Wu Sangui menulis surat kepada Dorgon yang mengusulkan aliansi untuk membantu memulihkan Ming. Sebagai gantinya, Dorgon akan diberikan wilayah yang telah diduduki dan keuntungan besar.
Dorgon, yang merasakan keseimbangan kekuatan, menerima gagasan aliansi, tetapi tidak akan ada pemulihan. Ia menyambut bantuan Wu Sangui untuk membalas dendam atas Ming dengan mendirikan Dinasti Qing sebagai pewaris Mandat Surga.
Wu memutuskan untuk menerima tawaran itu. Saat fajar pada tanggal 27 Mei, Wu Sangui secara pribadi menyerah kepada Dorgon dan menyerahkan nasibnya kepada Manchu.
Li Zicheng menghadapi aliansi Ming-Qing
Li Zicheng segera mendapati dirinya menghadapi invasi gabungan Ming-Qing. Pasukan pemberontak bertempur melawan pasukan Wu hingga terhenti. Saat itu badai pasir dan pasukan Manchu yang mengepung mengubah arah pertempuran.

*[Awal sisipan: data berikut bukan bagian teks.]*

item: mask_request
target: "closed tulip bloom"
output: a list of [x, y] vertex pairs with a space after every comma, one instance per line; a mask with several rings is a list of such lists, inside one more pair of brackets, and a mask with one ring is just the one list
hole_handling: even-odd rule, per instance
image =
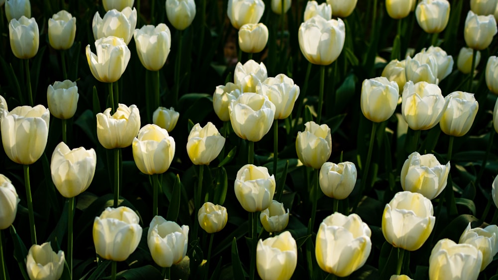
[[205, 202], [197, 212], [197, 220], [202, 229], [208, 233], [218, 232], [227, 225], [227, 208], [211, 202]]
[[161, 174], [169, 169], [176, 150], [175, 139], [155, 124], [147, 124], [133, 139], [133, 159], [142, 173]]
[[48, 40], [56, 50], [67, 50], [74, 43], [76, 34], [76, 18], [65, 10], [48, 19]]
[[209, 165], [220, 154], [225, 141], [225, 137], [211, 122], [208, 122], [204, 127], [197, 123], [189, 134], [187, 153], [194, 164]]
[[144, 25], [133, 32], [136, 53], [142, 65], [151, 71], [158, 71], [164, 65], [171, 47], [171, 33], [164, 23], [157, 26]]
[[441, 239], [429, 258], [429, 279], [476, 280], [482, 262], [483, 254], [473, 246]]
[[85, 150], [80, 147], [69, 150], [61, 142], [52, 154], [52, 181], [63, 196], [74, 197], [90, 187], [96, 165], [97, 154], [93, 149]]
[[154, 217], [147, 233], [147, 244], [156, 264], [171, 267], [182, 261], [187, 254], [188, 226], [181, 227], [160, 216]]
[[67, 119], [73, 117], [76, 112], [79, 97], [76, 82], [69, 80], [57, 81], [53, 86], [49, 85], [47, 89], [48, 109], [57, 118]]
[[42, 105], [3, 111], [1, 140], [8, 158], [19, 164], [34, 163], [47, 145], [50, 112]]
[[268, 169], [247, 164], [237, 172], [235, 196], [244, 210], [254, 212], [269, 207], [275, 193], [275, 177]]
[[262, 0], [228, 0], [227, 15], [236, 29], [248, 23], [257, 23], [264, 11]]
[[319, 5], [318, 2], [314, 0], [308, 1], [304, 9], [304, 18], [303, 19], [306, 21], [317, 15], [326, 20], [330, 20], [332, 19], [332, 7], [326, 2]]
[[437, 85], [408, 82], [401, 98], [403, 118], [414, 130], [430, 129], [443, 116], [446, 101]]
[[324, 219], [316, 234], [315, 255], [322, 270], [345, 277], [363, 266], [370, 255], [372, 231], [356, 214], [336, 212]]
[[15, 57], [27, 59], [36, 55], [40, 45], [40, 32], [34, 17], [21, 16], [13, 18], [8, 24], [10, 48]]
[[296, 139], [297, 157], [304, 165], [320, 169], [332, 152], [330, 128], [314, 121], [308, 121], [304, 126], [304, 131], [298, 132]]
[[26, 270], [31, 280], [57, 280], [64, 271], [64, 254], [52, 250], [50, 242], [29, 248], [26, 257]]
[[342, 19], [326, 20], [318, 15], [303, 22], [298, 33], [299, 47], [311, 63], [328, 65], [341, 54], [346, 38]]
[[256, 87], [256, 93], [268, 96], [275, 105], [275, 119], [287, 118], [299, 96], [299, 87], [284, 74], [268, 78]]
[[422, 247], [434, 227], [436, 217], [431, 201], [420, 193], [401, 191], [382, 215], [382, 233], [395, 247], [415, 251]]
[[385, 77], [365, 80], [362, 84], [362, 112], [373, 122], [381, 122], [391, 117], [399, 99], [398, 84]]
[[247, 23], [239, 29], [239, 46], [244, 52], [261, 52], [267, 42], [268, 28], [262, 23]]
[[252, 93], [241, 95], [228, 107], [234, 132], [242, 139], [260, 140], [271, 127], [275, 105], [265, 95]]
[[432, 154], [421, 155], [414, 152], [401, 169], [401, 187], [433, 199], [446, 187], [450, 168], [449, 162], [442, 165]]
[[498, 226], [490, 225], [484, 228], [471, 228], [469, 223], [458, 243], [470, 244], [481, 251], [483, 254], [481, 271], [483, 271], [491, 263], [498, 252]]
[[93, 239], [97, 254], [117, 262], [127, 259], [142, 237], [139, 221], [136, 213], [127, 207], [106, 208], [94, 221]]
[[106, 149], [125, 148], [131, 145], [140, 130], [140, 113], [136, 106], [120, 104], [111, 115], [111, 108], [97, 114], [97, 136]]
[[320, 188], [329, 197], [344, 199], [355, 188], [357, 174], [356, 166], [352, 162], [326, 162], [320, 169]]
[[0, 230], [8, 228], [14, 222], [19, 201], [12, 182], [0, 174]]
[[283, 203], [272, 200], [269, 207], [261, 211], [259, 220], [268, 232], [281, 231], [289, 223], [289, 209], [286, 212]]
[[474, 93], [454, 92], [444, 97], [446, 108], [439, 121], [441, 130], [453, 136], [463, 136], [470, 130], [479, 109]]
[[86, 49], [87, 61], [95, 79], [103, 83], [114, 83], [121, 78], [126, 69], [131, 52], [121, 38], [110, 36], [95, 41], [97, 55]]
[[258, 241], [256, 268], [262, 280], [288, 280], [296, 265], [297, 245], [288, 231]]
[[464, 38], [469, 48], [486, 49], [491, 44], [497, 32], [497, 21], [492, 14], [478, 15], [469, 11], [465, 19]]
[[175, 111], [173, 107], [170, 107], [169, 109], [158, 107], [152, 114], [152, 123], [171, 132], [176, 126], [179, 117], [180, 113]]

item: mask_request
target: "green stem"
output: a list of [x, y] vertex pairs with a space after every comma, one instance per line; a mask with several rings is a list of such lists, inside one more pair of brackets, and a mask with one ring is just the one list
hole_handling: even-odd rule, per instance
[[34, 213], [33, 211], [33, 198], [31, 195], [31, 186], [29, 184], [29, 166], [23, 166], [24, 171], [24, 185], [26, 187], [26, 199], [28, 202], [28, 212], [29, 216], [29, 230], [31, 231], [31, 245], [36, 243], [36, 230], [35, 229]]

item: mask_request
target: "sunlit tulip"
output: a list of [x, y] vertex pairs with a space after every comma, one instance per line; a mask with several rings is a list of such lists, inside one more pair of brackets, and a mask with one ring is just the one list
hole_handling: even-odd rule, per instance
[[47, 89], [48, 109], [57, 118], [67, 119], [73, 117], [76, 112], [79, 97], [76, 82], [69, 80], [57, 81], [53, 86], [49, 85]]
[[93, 239], [97, 254], [117, 262], [127, 259], [142, 237], [139, 221], [138, 215], [127, 207], [106, 208], [94, 221]]
[[258, 241], [256, 268], [262, 280], [288, 280], [297, 265], [297, 245], [288, 231]]
[[125, 7], [121, 11], [112, 9], [106, 13], [104, 18], [97, 11], [92, 22], [94, 39], [114, 36], [123, 39], [126, 45], [131, 40], [136, 26], [136, 9]]
[[271, 127], [275, 105], [265, 95], [247, 93], [230, 102], [228, 106], [234, 132], [244, 139], [260, 140]]
[[412, 153], [405, 161], [400, 175], [403, 190], [421, 193], [429, 199], [437, 196], [446, 187], [450, 163], [439, 163], [432, 154]]
[[50, 112], [42, 105], [21, 106], [1, 118], [1, 140], [8, 158], [19, 164], [34, 163], [47, 145]]
[[8, 228], [14, 222], [19, 201], [12, 182], [0, 174], [0, 230]]
[[181, 227], [160, 216], [154, 217], [147, 233], [147, 244], [156, 264], [162, 268], [179, 263], [187, 254], [188, 226]]
[[446, 107], [439, 121], [441, 130], [448, 135], [465, 135], [470, 130], [479, 109], [474, 93], [454, 92], [444, 99]]
[[26, 270], [31, 280], [59, 279], [64, 266], [64, 252], [56, 253], [52, 250], [50, 242], [32, 246], [26, 257]]
[[328, 65], [341, 54], [346, 38], [346, 26], [340, 18], [326, 20], [315, 15], [303, 22], [298, 32], [299, 47], [311, 63]]
[[381, 122], [391, 117], [399, 99], [398, 84], [385, 77], [365, 80], [362, 84], [362, 112], [373, 122]]
[[104, 83], [113, 83], [121, 78], [131, 56], [131, 52], [121, 38], [110, 36], [95, 41], [97, 54], [86, 49], [87, 61], [95, 79]]
[[478, 15], [469, 11], [465, 19], [464, 38], [469, 48], [486, 49], [491, 44], [497, 32], [497, 21], [492, 14]]
[[434, 227], [432, 203], [420, 193], [401, 191], [385, 204], [382, 233], [395, 247], [415, 251], [422, 247]]
[[324, 219], [316, 234], [315, 255], [320, 268], [345, 277], [363, 266], [370, 255], [372, 231], [356, 214], [336, 212]]
[[211, 202], [205, 202], [197, 212], [197, 220], [202, 229], [208, 233], [218, 232], [227, 225], [227, 208]]
[[136, 53], [142, 65], [151, 71], [158, 71], [164, 65], [171, 46], [171, 33], [167, 25], [144, 25], [133, 32]]
[[15, 57], [21, 59], [31, 58], [36, 55], [40, 45], [40, 32], [34, 17], [21, 16], [8, 24], [8, 37], [10, 49]]
[[257, 23], [264, 11], [262, 0], [228, 0], [227, 15], [238, 29], [248, 23]]
[[482, 262], [483, 254], [473, 246], [441, 239], [429, 258], [429, 279], [476, 280]]
[[48, 40], [56, 50], [67, 50], [73, 45], [76, 34], [76, 18], [65, 10], [48, 19]]
[[147, 124], [133, 139], [133, 159], [142, 173], [161, 174], [169, 169], [176, 150], [175, 140], [155, 124]]
[[297, 157], [306, 166], [320, 169], [332, 152], [330, 128], [314, 121], [308, 121], [304, 126], [304, 131], [298, 132], [296, 139]]
[[120, 104], [114, 114], [111, 108], [97, 114], [97, 136], [106, 149], [125, 148], [131, 145], [140, 129], [140, 113], [136, 106]]
[[239, 29], [239, 46], [245, 53], [261, 52], [267, 42], [268, 28], [262, 23], [247, 23]]
[[437, 85], [407, 82], [401, 98], [403, 118], [414, 130], [430, 129], [443, 116], [446, 101]]
[[247, 164], [237, 172], [235, 196], [246, 211], [262, 211], [271, 203], [275, 186], [275, 177], [266, 167]]
[[211, 122], [208, 122], [204, 127], [197, 123], [188, 135], [187, 153], [194, 164], [209, 165], [220, 154], [225, 140]]

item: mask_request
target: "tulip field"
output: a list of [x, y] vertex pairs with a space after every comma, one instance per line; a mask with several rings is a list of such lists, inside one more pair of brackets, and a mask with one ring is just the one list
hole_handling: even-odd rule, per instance
[[0, 280], [498, 279], [497, 19], [0, 0]]

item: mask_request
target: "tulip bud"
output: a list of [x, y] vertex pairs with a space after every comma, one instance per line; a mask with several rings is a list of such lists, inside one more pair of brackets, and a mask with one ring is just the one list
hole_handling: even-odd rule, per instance
[[283, 230], [289, 223], [289, 209], [283, 207], [283, 203], [272, 200], [269, 207], [261, 211], [259, 215], [261, 224], [268, 232]]
[[166, 63], [171, 47], [171, 33], [164, 23], [157, 26], [144, 25], [133, 32], [136, 53], [142, 65], [151, 71], [158, 71]]
[[140, 113], [136, 106], [119, 106], [112, 116], [111, 108], [97, 114], [97, 138], [106, 149], [128, 147], [140, 129]]
[[482, 262], [483, 254], [472, 245], [441, 239], [429, 258], [429, 278], [477, 280]]
[[48, 19], [48, 40], [56, 50], [67, 50], [74, 43], [76, 34], [76, 18], [65, 10]]
[[64, 271], [64, 254], [52, 250], [50, 242], [29, 248], [26, 257], [26, 270], [31, 280], [59, 279]]
[[103, 259], [117, 262], [127, 259], [142, 237], [139, 221], [138, 215], [127, 207], [106, 208], [94, 221], [93, 239], [97, 254]]
[[12, 182], [0, 174], [0, 230], [8, 228], [14, 222], [19, 201]]
[[264, 280], [288, 280], [297, 265], [297, 245], [288, 231], [264, 240], [256, 249], [256, 268]]
[[167, 109], [164, 107], [158, 107], [152, 114], [152, 122], [154, 124], [164, 128], [171, 132], [176, 125], [180, 117], [180, 113], [175, 111], [175, 108], [170, 107]]
[[199, 209], [197, 220], [202, 229], [208, 233], [218, 232], [227, 225], [228, 220], [227, 208], [211, 202], [206, 202]]
[[227, 15], [236, 29], [248, 23], [257, 23], [264, 11], [262, 0], [228, 0]]
[[464, 38], [469, 48], [486, 49], [491, 44], [497, 32], [497, 21], [493, 15], [478, 15], [469, 11], [465, 19]]
[[340, 18], [326, 20], [315, 15], [301, 24], [298, 37], [301, 52], [308, 61], [328, 65], [342, 51], [346, 26]]
[[41, 157], [47, 145], [50, 118], [50, 112], [42, 105], [3, 111], [1, 140], [5, 153], [10, 160], [29, 165]]
[[142, 173], [151, 175], [162, 174], [169, 169], [176, 145], [166, 129], [147, 124], [133, 139], [132, 149], [136, 167]]
[[339, 164], [326, 162], [320, 169], [320, 188], [329, 197], [344, 199], [355, 188], [357, 173], [356, 166], [352, 162]]
[[239, 29], [239, 46], [245, 53], [261, 52], [267, 42], [268, 28], [262, 23], [247, 23]]
[[430, 129], [443, 116], [446, 101], [437, 85], [407, 82], [401, 98], [403, 118], [414, 130]]
[[237, 172], [235, 196], [244, 210], [254, 212], [269, 207], [275, 193], [275, 177], [268, 169], [247, 164]]
[[13, 18], [8, 24], [10, 48], [15, 57], [27, 59], [36, 55], [40, 45], [40, 32], [34, 17], [21, 16]]
[[188, 226], [181, 227], [160, 216], [154, 217], [147, 233], [147, 244], [156, 264], [169, 268], [183, 260], [188, 245]]
[[332, 18], [332, 7], [325, 2], [319, 5], [315, 0], [308, 1], [304, 9], [304, 21], [317, 15], [324, 18], [325, 20], [330, 20]]
[[314, 121], [304, 124], [304, 131], [297, 133], [296, 151], [304, 165], [319, 169], [332, 152], [332, 137], [326, 124], [319, 125]]
[[48, 85], [47, 101], [50, 113], [55, 117], [67, 119], [73, 117], [76, 112], [76, 106], [80, 94], [76, 82], [66, 80], [56, 82]]
[[336, 212], [325, 218], [320, 224], [315, 247], [320, 268], [339, 277], [350, 275], [367, 262], [371, 235], [368, 225], [356, 214], [345, 216]]
[[454, 92], [444, 97], [446, 107], [439, 121], [441, 130], [448, 135], [463, 136], [470, 130], [479, 109], [474, 93]]
[[427, 240], [435, 221], [429, 199], [420, 193], [401, 191], [385, 204], [382, 233], [393, 246], [415, 251]]
[[450, 168], [449, 162], [443, 165], [432, 154], [421, 155], [414, 152], [403, 164], [401, 187], [433, 199], [446, 187]]
[[194, 164], [209, 165], [223, 149], [225, 141], [225, 137], [211, 122], [208, 122], [204, 127], [197, 123], [189, 134], [187, 153]]
[[382, 122], [391, 117], [398, 99], [398, 84], [385, 77], [365, 80], [362, 84], [362, 112], [373, 122]]
[[[476, 68], [480, 61], [481, 52], [477, 51], [476, 53], [476, 63], [474, 64], [474, 66]], [[458, 58], [457, 59], [457, 67], [458, 68], [458, 70], [464, 74], [468, 74], [470, 73], [471, 69], [472, 67], [472, 49], [465, 47], [460, 49], [460, 51], [458, 53]]]

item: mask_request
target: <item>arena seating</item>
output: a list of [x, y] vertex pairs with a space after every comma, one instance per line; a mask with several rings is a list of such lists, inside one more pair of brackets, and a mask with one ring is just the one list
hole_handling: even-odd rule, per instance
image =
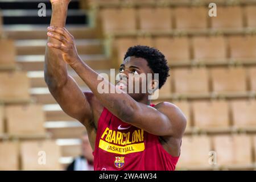
[[[1, 23], [1, 22], [0, 22]], [[15, 64], [16, 49], [12, 40], [0, 40], [0, 69], [13, 68]]]
[[[80, 1], [95, 11], [96, 26], [67, 28], [97, 72], [118, 69], [136, 44], [165, 55], [170, 77], [153, 103], [172, 102], [187, 118], [177, 170], [256, 169], [255, 3], [214, 1], [218, 16], [210, 17], [209, 0]], [[1, 20], [0, 169], [64, 169], [81, 154], [86, 130], [63, 112], [44, 80], [48, 24], [3, 22], [1, 33]], [[47, 165], [38, 163], [42, 151]]]
[[61, 169], [59, 162], [60, 148], [54, 141], [23, 142], [20, 143], [20, 155], [23, 170]]
[[44, 123], [46, 119], [41, 105], [34, 104], [10, 105], [6, 106], [5, 110], [7, 132], [9, 134], [14, 135], [45, 134]]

Kavaleri Manchu tampaknya telah mengejutkan pasukan Shun dan kebuntuan berubah menjadi kekalahan. Kekalahan itu kemudian berubah menjadi kekacauan. Li Zicheng, yang secara pribadi memimpin pasukannya ke medan perang, mencoba mengatur ulang untuk serangan lain. Namun garis pertahanan terputus. Tentara Shun mengalir kembali ke Beijing, beberapa melampiaskan rasa frustrasi dan amarah mereka dengan membakar lingkungan sekitar tembok kota.
Pasukan Li Zicheng yang kalah membakar Istana Kota Terlarang
Li Zicheng sendiri dan sebagian besar pasukannya kembali ke ibu kota pada tanggal 31 Mei. Mereka kalah dan mulai menjarah kota yang selama sebulan telah menjadi ibu kota mereka.
Untuk pemerintahan yang singkat dan memalukan, Li Zicheng mempersiapkan dua tindakan besar untuk mengakhirinya. “Pada tanggal 3 Juni, ia mengatur upacara penobatan yang formal namun tergesa-gesa,” tulis Wakeman. Li Zicheng menorehkan namanya dalam catatan sejarah Kekaisaran Tiongkok sebagai Kaisar Yongchang dari Dinasti Shun.
Tanggal 4 Juni merupakan hari pertama dan terakhirnya mengisi jabatan sebagai kaisar di Beijing. Sebagai “kaisar”, Li Zicheng memerintahkan agar istana, beserta sebagian besar kota, dibakar.
Frederic Wakeman mendeskripsikan situasi pada tanggal 4 Juni 1644. “Asap dan api memenuhi langit. Api membakar hampir setiap distrik kota. Secara keseluruhan, hampir dua ribu orang dibantai sebelum pembantaian berhenti. Kota yang trauma itu perlahan-lahan menjadi sunyi, dengan tegang menunggu penjajah barunya.”